I was shocked and saddened to hear of the explosion at the Boston Marathon earlier this week. And of the thirty people who were killed in Kandahar when a wedding was bombed. And of the university chancellor who was kidnapped and murdered a few days ago. It seems like every day we turn on the news and see more deaths, more senseless loss of life.
The saddest part was talking to my Afghan colleagues about Boston and hearing him say, “I'm sorry people died, but I'm not sorry that they get to know what this is like.”
I couldn't believe it, and yet, I could. Someone else commented that no one cares when ten kids are killed in Afghanistan, but when one dies in America, it's headline news, and it's not fair.
He's right. It's not fair. Death, especially the senseless, terrible death that sometimes seems so common, is never fair and never understood. It's not fair that we don't feel outraged every time a child dies, no matter where, no matter how. Our threshold for bad news can only stretch so far, and there comes a point when we have to train ourselves not to feel so deeply for the victims of each headline, but my heart mourns for all of those who have died without so much as a headstone to remember their life. It's sad that people all over the world are dying unnecessarily, and it's a shame that the rest of the world doesn't cry out in constant outrage over their deaths.
But at the same time, my co-worker's comment was frightening. What does it solve, wishing more pain and death on others? It won't bring back any of the children who have died in the years of bloodshed that Afghanistan has gone through. It won't change the past. It'll only make more families grieve, more children lose their chance at a future, more lives are wasted for no good reason.

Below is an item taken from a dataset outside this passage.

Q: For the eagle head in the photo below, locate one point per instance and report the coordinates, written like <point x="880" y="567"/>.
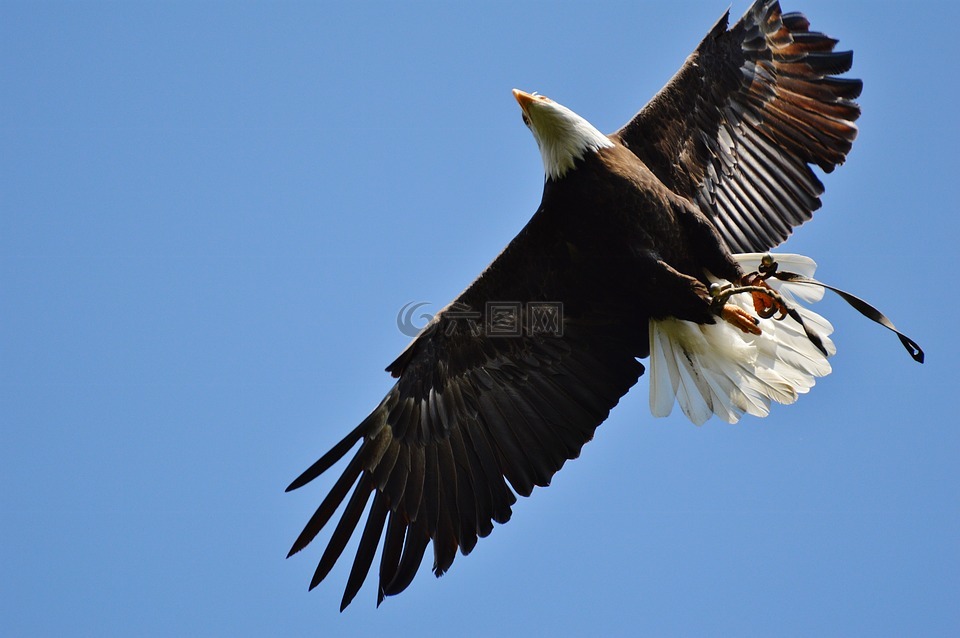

And that sort of thinking only puts more obstacles in the way of true peace. As long as we keep wishing death on one another, death on one another's innocents, we will never be able to get along. How can we? Peace requires understanding and the ability to consider the terrible cost exacted by your fighting. If you see the other side as someone who deserves your bullets, someone who isn't good enough to warrant the right to life, someone inferior, then of course you will feel justified in bombing their children. It's the 3/5 Compromise all over again; the slaves aren't 'fully human,' so their suffering doesn't count. From the Roman Empire to the Rwandan genocide, from Genghis Khan to 9/11, we've seen what happens when we let divisions- be they ethnic, sexual, national, or any other- give one group license to see themselves as more human, more worthy, than any other. We've seen the pain, the suffering, the terrible consequences. And yet we continue to let ourselves think this way.
When will it stop? How many more eight-year-olds must die for their parents to learn the lessons that history has striven so hard to teach us?
To those who lost loved ones in Boston, I'm sorry for your loss. To those who lost loved ones in Kandahar, or in Syria, or in Herat, or Bangalore- I'm sorry for your loss.